Precise Mortgages is set to enter the prime residential market for the first time with a range of products with rates close to that of some of the large high-street lenders, Mortgage Strategy understands.
It is thought the lender is close to securing funding for the new range, which could launch as early as this week, and will contain both remortgage and home purchase products.
Mortgage Strategy understands the range could be limited to the South East when it launches, although it is possible the lender could widen its distribution to cover other parts of the country in the future.
The lender currently offers near-prime trackers from 4.61 per cent and fixed rates from 5.19 per cent, with loan-to-values ranging from 70 per cent to 85 per cent.
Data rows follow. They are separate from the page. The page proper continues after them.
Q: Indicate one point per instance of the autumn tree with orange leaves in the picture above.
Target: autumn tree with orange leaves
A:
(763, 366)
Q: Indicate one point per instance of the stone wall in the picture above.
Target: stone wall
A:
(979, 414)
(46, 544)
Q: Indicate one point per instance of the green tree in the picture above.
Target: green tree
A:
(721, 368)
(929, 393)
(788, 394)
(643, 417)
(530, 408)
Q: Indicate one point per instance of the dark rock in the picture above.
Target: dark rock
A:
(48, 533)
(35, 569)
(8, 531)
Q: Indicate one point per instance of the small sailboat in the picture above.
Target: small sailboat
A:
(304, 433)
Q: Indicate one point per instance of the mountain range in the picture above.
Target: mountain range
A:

Precise, which launched in November 2010, has only offered buy-to-let and near-prime products to date, meaning the launch is its first foray into the prime sector. The lender launched into the bridging sector in May 2011, before launching a range of regulated short-term products in January this year.
Precise Mortgages refused to comment.
London & Country associate director of communications David Hollingworth say: “It is really positive to see one of the smaller non-bank lender wanting to make a serious play at competing with the bigger lenders. The challenge will be how Precise keeps its underwriting criteria as bespoke as it is currently if it is going to compete with the bigger players on price.”
Chadney Bulgin mortgages partner Jonathan Clark says: “While it would be good to see Precise get a little closer to the cheaper end of the market, I think brokers will be more concerned about whether it keeps underwriting applications on a case-by-case basis. If it can do that then brokers will be very happy and it will help people who are unable to be placed elsewhere. That is what the prime market needs.”